Ambidestrismo: il segreto per un’organizzazione vincente
In ogni azienda regna un conflitto di obiettivi dovuto a due spinte:
- L’efficienza: legata alle attività fondamentali che l’impresa svolge (nucleo tecnico) e che devono essere svolte con sempre maggiore efficienza e prevedibilità;
- L’innovazione: lo sviluppo di nuove idee che rappresenta un’attività insita nella cultura dell’impresa.
Qual è il segreto che rende un’organizzazione equilibrata e vincente?
La risposta è stata data da Charles O’ Reilly, professore alla Business School di Stanford che ha coniato il termine di «organizzazione ambidestra» per indicare la capacità di riuscire a conciliare efficienza e cambiamento, l’ exploitation (trarre il massimo profitto dalle attività esistenti) e l’exploration (esplorare nuove strade). Non solo, ha considerato tale ambidestrismo come un elemento qualificante delle organizzazioni (Pittino[1]).
Si possono classificare, secondo Tushman e O’ Reilly, tre tipologie di ambidestrismo organizzativo: sequenziale, strutturale e contestuale.
L’organizzazione che è dotata di ambidestrismo sequenziale è capace di allineare in tempi brevi la propria struttura al cambio di strategia. Il caso di successo riportato è quello di Hewlett- Pachard, mentre i casi negativi sono rappresentati da Kodak e da Polaroid.
Le aziende che invece sono strutturalmente ambidestre perseguono gli obiettivi di efficienza e innovazione dividendo gli obiettivi in unità funzionali diverse. Ad esempio, le unità organizzative che presiedono il core business aziendale hanno l’obiettivo di garantire l’efficienza, mentre le unità di ricerca e sviluppo hanno il compito di sondare nuovi mercati e/o di sperimentare nuove tecnologie.
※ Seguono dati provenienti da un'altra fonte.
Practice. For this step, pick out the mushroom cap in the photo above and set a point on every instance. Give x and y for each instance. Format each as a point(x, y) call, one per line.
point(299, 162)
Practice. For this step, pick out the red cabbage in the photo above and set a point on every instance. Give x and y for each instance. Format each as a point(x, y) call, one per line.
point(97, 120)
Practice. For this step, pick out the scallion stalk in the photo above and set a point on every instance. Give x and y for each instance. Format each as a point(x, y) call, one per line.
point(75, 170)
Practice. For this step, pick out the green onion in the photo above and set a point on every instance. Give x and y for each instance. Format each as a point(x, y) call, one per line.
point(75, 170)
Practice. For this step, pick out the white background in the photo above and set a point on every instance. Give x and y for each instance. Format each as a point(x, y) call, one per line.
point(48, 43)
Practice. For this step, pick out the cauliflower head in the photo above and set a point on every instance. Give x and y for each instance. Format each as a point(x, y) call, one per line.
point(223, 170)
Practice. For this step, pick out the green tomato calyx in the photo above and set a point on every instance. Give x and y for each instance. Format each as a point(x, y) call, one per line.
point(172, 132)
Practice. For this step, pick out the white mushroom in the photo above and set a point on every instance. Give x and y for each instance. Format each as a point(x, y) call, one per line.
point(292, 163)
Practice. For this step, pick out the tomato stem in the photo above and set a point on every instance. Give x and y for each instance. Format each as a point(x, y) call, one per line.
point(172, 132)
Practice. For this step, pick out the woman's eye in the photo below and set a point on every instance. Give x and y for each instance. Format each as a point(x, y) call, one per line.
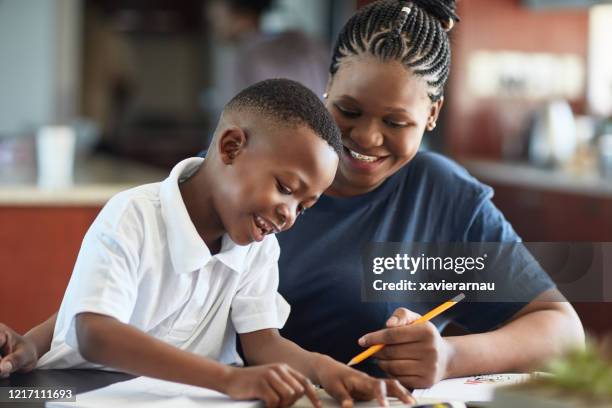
point(283, 189)
point(346, 112)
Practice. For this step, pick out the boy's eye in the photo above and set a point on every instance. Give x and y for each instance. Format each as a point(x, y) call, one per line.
point(347, 112)
point(394, 124)
point(301, 209)
point(283, 189)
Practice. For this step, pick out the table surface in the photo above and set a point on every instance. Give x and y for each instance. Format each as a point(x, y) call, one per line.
point(79, 380)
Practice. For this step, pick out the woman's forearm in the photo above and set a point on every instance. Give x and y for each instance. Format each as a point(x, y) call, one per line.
point(524, 344)
point(268, 346)
point(106, 341)
point(42, 335)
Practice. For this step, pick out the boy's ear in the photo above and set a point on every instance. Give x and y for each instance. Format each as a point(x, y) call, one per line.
point(231, 144)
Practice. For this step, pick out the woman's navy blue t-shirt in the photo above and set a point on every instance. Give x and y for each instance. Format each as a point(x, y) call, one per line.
point(431, 199)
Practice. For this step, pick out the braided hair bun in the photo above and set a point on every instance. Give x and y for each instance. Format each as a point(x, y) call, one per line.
point(413, 33)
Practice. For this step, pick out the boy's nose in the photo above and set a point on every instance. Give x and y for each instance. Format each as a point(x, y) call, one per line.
point(285, 217)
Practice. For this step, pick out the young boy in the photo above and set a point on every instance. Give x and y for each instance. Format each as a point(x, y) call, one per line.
point(169, 272)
La ripartizione ideale di sforzi ed investimenti tra core business, business adiacenti e innovazioni pure è di 70-20-10 (Nagji,Tuff[2]).
Il modello più evoluto di ambidestrismo organizzativo è, infine, quello contestuale. L’ambidestrismo contestuale riguarda più le persone che le strutture, anche se alcune forme organizzative facilitano questa espressione.
Il caso di ambidestrismo contestuale maggiormente conosciuto è quello di Toyota: in questa organizzazione i lavoratori sono chiamati, da un lato, a svolgere attività routinarie di assemblaggio di auto (exploitation) e, dall’altro, a suggerire nuove modalità di svolgimento del proprio lavoro (exploration).
In un contesto del genere, la cultura organizzativa è permeata da diversi input; la struttura organizzativa è accompagnata da un grado maggiore di libertà decisionale del lavoratore, con network di discussione trasversali, con un flusso costante di informazioni che circolano a tutti i livelli. Anche gli investimenti in formazione sono destinati a tutti i livelli e a tutte le figure professionali.
Altro caso interessante è quello di Google: l’azienda ha, infatti, da un lato, diviso strutturalmente le unità di business più consolidate, come Google Search e Youtube, da quelle maggiormente innovative e rischiose come GoogleX perseguendo un ambidestrismo di tipo strutturale. Dall’altro, tutte le unità organizzative di Google perseguono l’obiettivo di un ambidestrismo di tipo contestuale: ogni dipendente, con la formula 70-20-10, dedica il 70% del suo monte ore ad attività di business “core”, il 20% va invece a progetti di miglioramento incrementale del business, mentre il restante 10% del tempo può dedicarsi ad attività di innovazione non legate al core.
In questo modo, l’ambidestrismo diventa pane quotidiano!
[1] Pittino, D. (2016); “L’impresa ambidestra: forme organizzative tra stabilità e cambiamento” in “Prospettive in Organizzazione” http://prospettiveinorganizzazione.assioa.it.
[2] Nagji, B. Tuff, G. (2012) “Managing your innovation protfolio” Harvard Business Review, 90 (5).